Teacher training reforms to cut loose universities operating in isolation

Universities that do not demonstrate “extensive school involvement” in their initial teacher training provision may cease to be able to offer such courses.

十一月 8, 2011

Under reforms unveiled today by the Department for Education, the allocation of initial teacher training places will prioritise providers “where schools are closely involved in the selection of trainees and the design and delivery of training”.

The department’s report, Training Our Next Generation of Outstanding Teachers, goes on to say that only universities that can provide both high quality training and evidence of partnerships with schools will “continue to have a role” in teacher training.

The education secretary, Michael Gove, said that there was “clear consensus” that schools and universities could work together to improve on current training schemes.

The report hints that initial teacher training allocations may be considered separately to wider reforms to the overall allocation of student places.

The government has said that “where necessary”, the Department for Education and the Department for Business, Innovation and Skills, which oversees universities, would consider “a different approach specifically for ITT [initial teacher training]”.

Other reforms affecting the higher education sector include the announcement of “University Training Schools”, which, the document says, will serve the three functions of “teaching children, training teachers and undertaking research”.

Full plans for the schools, including which universities will be running them, are expected soon.

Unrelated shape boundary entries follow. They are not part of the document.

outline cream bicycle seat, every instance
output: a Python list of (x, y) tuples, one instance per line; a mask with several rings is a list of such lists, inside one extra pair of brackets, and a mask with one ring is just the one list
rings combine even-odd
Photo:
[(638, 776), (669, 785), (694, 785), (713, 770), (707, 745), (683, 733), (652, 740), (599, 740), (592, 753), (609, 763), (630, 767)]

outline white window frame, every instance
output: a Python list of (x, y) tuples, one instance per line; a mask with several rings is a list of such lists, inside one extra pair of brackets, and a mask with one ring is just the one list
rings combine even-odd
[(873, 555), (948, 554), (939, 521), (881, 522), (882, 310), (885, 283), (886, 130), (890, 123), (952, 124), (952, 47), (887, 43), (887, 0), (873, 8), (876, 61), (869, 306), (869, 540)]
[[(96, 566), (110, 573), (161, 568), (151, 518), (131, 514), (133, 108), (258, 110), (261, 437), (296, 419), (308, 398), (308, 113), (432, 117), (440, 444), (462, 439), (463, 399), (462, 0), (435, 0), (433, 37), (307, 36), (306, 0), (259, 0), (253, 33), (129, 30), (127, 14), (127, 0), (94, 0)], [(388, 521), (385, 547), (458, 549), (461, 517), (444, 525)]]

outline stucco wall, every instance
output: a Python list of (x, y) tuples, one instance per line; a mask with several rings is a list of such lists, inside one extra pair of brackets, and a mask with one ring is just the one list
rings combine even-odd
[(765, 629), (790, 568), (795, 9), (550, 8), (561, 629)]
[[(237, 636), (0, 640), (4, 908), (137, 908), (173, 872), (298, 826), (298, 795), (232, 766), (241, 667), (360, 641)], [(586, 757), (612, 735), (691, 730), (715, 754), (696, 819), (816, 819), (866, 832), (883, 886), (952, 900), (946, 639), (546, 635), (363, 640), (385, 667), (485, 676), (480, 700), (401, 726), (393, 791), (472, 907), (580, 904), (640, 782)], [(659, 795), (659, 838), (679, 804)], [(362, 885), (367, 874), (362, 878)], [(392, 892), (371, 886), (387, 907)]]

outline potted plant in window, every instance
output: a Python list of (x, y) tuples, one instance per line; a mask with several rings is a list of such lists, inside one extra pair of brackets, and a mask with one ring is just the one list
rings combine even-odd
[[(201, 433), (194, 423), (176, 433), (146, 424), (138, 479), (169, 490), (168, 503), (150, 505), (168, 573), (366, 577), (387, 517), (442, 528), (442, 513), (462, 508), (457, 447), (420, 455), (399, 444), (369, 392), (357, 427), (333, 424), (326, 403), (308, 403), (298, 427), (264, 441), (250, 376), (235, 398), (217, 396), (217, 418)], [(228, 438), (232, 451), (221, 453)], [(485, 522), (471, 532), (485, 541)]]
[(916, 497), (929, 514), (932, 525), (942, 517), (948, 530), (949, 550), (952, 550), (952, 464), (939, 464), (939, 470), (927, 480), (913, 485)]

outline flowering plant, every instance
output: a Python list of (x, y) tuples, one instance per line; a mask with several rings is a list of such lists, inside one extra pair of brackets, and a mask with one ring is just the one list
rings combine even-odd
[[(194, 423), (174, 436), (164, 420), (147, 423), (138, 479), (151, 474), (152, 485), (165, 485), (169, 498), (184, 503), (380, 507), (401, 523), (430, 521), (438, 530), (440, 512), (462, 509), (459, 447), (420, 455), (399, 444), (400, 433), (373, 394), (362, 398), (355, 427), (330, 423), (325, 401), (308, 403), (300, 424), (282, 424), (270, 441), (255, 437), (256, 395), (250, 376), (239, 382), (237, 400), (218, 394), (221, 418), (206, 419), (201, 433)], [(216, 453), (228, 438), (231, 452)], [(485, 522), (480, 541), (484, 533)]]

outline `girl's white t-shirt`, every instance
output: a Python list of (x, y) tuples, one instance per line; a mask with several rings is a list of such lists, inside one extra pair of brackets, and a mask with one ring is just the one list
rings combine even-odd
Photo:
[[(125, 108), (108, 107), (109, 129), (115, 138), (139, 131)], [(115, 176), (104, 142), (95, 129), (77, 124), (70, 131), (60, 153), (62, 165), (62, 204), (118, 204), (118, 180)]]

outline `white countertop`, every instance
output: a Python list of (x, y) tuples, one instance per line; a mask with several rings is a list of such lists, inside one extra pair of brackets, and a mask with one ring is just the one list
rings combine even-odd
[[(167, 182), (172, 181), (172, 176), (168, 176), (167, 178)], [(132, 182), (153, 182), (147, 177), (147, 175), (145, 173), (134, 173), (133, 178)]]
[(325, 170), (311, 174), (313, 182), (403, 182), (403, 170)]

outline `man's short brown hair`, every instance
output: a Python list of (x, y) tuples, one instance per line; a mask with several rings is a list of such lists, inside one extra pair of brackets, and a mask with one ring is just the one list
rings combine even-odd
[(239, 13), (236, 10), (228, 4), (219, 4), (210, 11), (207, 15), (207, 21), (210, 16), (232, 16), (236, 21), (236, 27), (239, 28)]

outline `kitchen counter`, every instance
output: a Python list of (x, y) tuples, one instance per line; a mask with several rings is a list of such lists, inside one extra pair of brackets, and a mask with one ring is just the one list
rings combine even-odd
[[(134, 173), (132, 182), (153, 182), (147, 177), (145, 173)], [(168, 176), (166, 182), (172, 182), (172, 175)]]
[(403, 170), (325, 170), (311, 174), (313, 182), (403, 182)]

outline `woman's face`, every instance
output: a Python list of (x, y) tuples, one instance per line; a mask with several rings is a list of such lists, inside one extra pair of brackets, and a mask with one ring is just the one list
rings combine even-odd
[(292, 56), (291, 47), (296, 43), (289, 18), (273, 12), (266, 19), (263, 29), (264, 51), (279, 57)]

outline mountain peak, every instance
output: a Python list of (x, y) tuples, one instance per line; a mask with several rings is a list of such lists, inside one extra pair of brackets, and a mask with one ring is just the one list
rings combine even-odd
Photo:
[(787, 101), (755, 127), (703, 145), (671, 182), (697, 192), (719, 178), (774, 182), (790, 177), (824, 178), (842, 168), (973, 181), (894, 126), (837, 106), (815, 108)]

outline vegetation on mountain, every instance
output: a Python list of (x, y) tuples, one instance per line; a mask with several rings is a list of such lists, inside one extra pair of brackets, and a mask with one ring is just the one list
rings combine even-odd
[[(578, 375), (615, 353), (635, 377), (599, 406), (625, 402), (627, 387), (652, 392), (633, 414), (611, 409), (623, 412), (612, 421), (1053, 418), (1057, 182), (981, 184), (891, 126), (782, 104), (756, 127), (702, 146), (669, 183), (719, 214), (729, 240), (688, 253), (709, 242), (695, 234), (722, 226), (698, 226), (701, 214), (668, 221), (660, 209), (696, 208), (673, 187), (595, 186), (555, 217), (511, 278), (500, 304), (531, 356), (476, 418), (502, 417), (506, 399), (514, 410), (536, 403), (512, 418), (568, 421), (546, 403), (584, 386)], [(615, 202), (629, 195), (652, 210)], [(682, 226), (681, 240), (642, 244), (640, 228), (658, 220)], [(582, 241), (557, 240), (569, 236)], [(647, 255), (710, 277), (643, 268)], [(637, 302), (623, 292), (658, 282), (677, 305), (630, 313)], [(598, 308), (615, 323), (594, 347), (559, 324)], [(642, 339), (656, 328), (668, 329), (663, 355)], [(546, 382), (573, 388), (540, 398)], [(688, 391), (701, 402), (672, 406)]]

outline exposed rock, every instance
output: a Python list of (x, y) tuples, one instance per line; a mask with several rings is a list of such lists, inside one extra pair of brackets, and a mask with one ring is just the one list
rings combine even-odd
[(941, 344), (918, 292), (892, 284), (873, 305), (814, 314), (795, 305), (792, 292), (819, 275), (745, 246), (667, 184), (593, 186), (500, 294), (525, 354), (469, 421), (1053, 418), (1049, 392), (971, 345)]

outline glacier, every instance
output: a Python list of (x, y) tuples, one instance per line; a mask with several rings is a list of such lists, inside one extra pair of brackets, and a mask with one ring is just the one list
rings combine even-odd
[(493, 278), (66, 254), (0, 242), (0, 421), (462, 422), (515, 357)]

New bursaries and schemes have also been put in place to attract more students to subjects that are currently underserved.

This includes “school direct”, under which schools will be able to advertise for and recruit students who will then be trained at an accredited initial teacher training provider.

The students recruited through the scheme will not impact on the places allocated by the Training Development Agency.

In addition, more funding has been announced to attract specialist science teachers.

The government plans to end bursaries for those studying under the specialty of general science from 2012 onwards.

In its place, bursaries of up to £20,000 will be available for students studying on specialist biology, chemistry and physics courses.

This includes a new Institute of Physics teacher training scholarship for physics.

Peter Main, director of education and science at the IoP, said of the scholarships: “We are saying to people with a love of physics and a good academic record – ‘choose teaching: it is a job that will reward you and exploit your abilities to the full’.”

Nicola Dandridge, chief executive of Universities UK, said: “Universities have demonstrated their commitment to responding flexibly to changes in teacher training and will continue to do so. Both schools and trainees value the high quality of what universities have to offer, so we still expect to be heavily engaged in supporting school-led teacher training where this develops.”

However Sally Hunt, general secretary of the University and College Union, denounced as “crazy” the reforms, which she said would result in students spending less time at university studying and cost the sector “hundreds” of jobs.

“We risk decimating the professionalism of teaching if ministers pursue a policy on ideological grounds, rather than studying the evidence,” she said.